# Ribs here tonight



## RPCookin (Apr 27, 2015)

Just put a rack of St. Louis style ribs on the grill with applewood chips for smoke.  Kinda breezy today so the grill is in the garage with the door open.  Just went out to for a temperature check - was a bit high at 275° so I turned down one of the two burners that are on under the chip pack.  That should bring it right back to 250° where I want it.

I'll post pics when it's done, but no taste-o-vision yet.


----------



## Cheryl J (Apr 27, 2015)

Sounds really good, RP!  Looking forward to seeing your pics.  

I've really got a hankerin' for some ribs...


----------



## GA Home Cook (Apr 28, 2015)

RP - do you do the 3-2-1 method.  (3 hours at 222-250 with only rub, 2 hours wrapped in foil with liquid -  Apple Juice, and then 1 hour open and lacquer with sauce)?  I did my first set this way the other day on my charcoal grill and they came out a little chewy.  Good - but chewy -  not "fall off the bone" tender.


----------



## RPCookin (Apr 28, 2015)

GA Home Cook said:


> RP - do you do the 3-2-1 method.  (3 hours at 222-250 with only rub, 2 hours wrapped in foil with liquid -  Apple Juice, and then 1 hour open and lacquer with sauce)?  I did my first set this way the other day on my charcoal grill and they came out a little chewy.  Good - but chewy -  not "fall off the bone" tender.



Nope.  This rack I did about 4 hours without touching anything except to change out the chip packet a couple of times, then sauced and left for another 45 minutes.  They were tender and juicy and delicious - very meaty.  I've never done the wrap step for St.

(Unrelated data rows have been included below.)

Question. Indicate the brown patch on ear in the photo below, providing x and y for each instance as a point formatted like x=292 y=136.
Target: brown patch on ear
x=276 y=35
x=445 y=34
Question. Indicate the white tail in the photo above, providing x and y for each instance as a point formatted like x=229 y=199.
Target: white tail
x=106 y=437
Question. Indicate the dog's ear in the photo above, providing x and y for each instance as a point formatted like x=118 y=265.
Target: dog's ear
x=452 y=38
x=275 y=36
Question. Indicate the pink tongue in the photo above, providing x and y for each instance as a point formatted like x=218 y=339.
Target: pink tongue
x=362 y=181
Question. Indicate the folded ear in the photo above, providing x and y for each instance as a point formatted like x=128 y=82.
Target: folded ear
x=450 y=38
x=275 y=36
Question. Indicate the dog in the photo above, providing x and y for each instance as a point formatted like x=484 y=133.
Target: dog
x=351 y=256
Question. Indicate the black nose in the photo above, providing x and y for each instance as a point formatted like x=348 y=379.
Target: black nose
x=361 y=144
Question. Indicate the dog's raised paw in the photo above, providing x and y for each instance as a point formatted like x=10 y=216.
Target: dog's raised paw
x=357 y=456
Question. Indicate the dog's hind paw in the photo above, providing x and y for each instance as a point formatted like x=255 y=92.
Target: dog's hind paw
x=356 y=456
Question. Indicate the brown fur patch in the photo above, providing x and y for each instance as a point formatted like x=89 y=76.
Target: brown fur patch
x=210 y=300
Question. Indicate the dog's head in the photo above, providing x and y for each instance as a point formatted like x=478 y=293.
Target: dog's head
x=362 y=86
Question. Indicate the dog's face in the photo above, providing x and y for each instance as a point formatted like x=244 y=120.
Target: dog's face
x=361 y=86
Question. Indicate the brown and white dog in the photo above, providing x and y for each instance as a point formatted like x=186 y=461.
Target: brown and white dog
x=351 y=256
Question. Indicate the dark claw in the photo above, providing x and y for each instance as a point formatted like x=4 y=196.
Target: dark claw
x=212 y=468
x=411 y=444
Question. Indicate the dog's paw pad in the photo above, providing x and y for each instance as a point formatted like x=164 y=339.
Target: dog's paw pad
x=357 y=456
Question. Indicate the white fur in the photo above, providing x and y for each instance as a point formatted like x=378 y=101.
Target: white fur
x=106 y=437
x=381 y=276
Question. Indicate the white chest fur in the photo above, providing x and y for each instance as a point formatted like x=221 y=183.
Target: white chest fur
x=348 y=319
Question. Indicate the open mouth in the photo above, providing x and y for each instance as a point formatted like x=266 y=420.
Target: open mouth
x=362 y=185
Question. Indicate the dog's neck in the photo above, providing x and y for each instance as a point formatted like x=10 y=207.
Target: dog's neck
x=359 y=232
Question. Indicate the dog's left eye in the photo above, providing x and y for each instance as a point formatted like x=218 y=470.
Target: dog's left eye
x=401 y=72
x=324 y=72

Louis style like these or for baby backs.  

This was the first batch of ribs I've made on this grill (DynaGlo 5 burner gas grill), so I'm still learning how it cooks.  I didn't  get as much smoke on them as I wanted.  I have to make a small modification on the grill hood to get that.  It allows too much circulation - doesn't contain the smoke well enough.  That's easy to fix though.

No photos though after all... they were all pretty bad - not worth posting.  

The ribs were great though.


----------



## roadfix (Apr 28, 2015)

Most people find 2 hours in the foil to be a bit too long.   3-2-1 is a good guidline to begin with for spares.    I don't use foil and I like my cooker temps around 300-325F.


----------